Long-time investigative reporter Sharyl Attkisson, who has repeatedly suggested that dark government forces secretly infiltrated her home and work computers in order to make them act weird, is finally resigning from CBS News. Attkisson tweeted her resignation on Monday afternoon, just as Politico reported that her contentious contract negotiations fell apart over Attkisson’s belief that CBS suffered from a “liberal bias”:

Attkisson, who has been with CBS News for two decades, had grown frustrated with what she saw as the network’s liberal bias, an outsized influence by the network’s corporate partners and a lack of dedication to investigative reporting, several sources said. She increasingly felt like her work was no longer supported and that it was a struggle to get her reporting on air.

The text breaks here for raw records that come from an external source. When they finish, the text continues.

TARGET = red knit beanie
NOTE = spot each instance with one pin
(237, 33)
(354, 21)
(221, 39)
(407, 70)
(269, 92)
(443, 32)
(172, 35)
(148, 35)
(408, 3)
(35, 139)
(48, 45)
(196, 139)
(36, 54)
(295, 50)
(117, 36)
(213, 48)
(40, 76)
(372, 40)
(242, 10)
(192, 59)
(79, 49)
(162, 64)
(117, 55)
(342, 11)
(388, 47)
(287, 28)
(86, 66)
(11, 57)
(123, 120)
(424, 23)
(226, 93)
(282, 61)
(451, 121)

For the past five years, Attkisson has focused intensely on stories about the perceived corruption of the Obama administration, including the Fast and Furious gun-running investigation and the September 2012 attacks on the U.S. consulate in Benghazi, Libya. Still, she remained unhappy with CBS for not giving her adequate air-time or devoting enough resources to investigative reporting. Given 60 Minutesflawed Benghazi report, the latter charge isn’t necessarily inaccurate.

Lately, however, her moments in the spotlight have centered on the ongoing investigation into who was making her computers turn on and off by themselves. She revealed that development not on her own network but, instead, Bill O’Reilly’s prime-time Fox News show.

With her newfound freedom, Attkisson plans to write a book about her journalism experience, titled Stonewalled: One Reporter’s Fight for Truth in Obama’s Washington.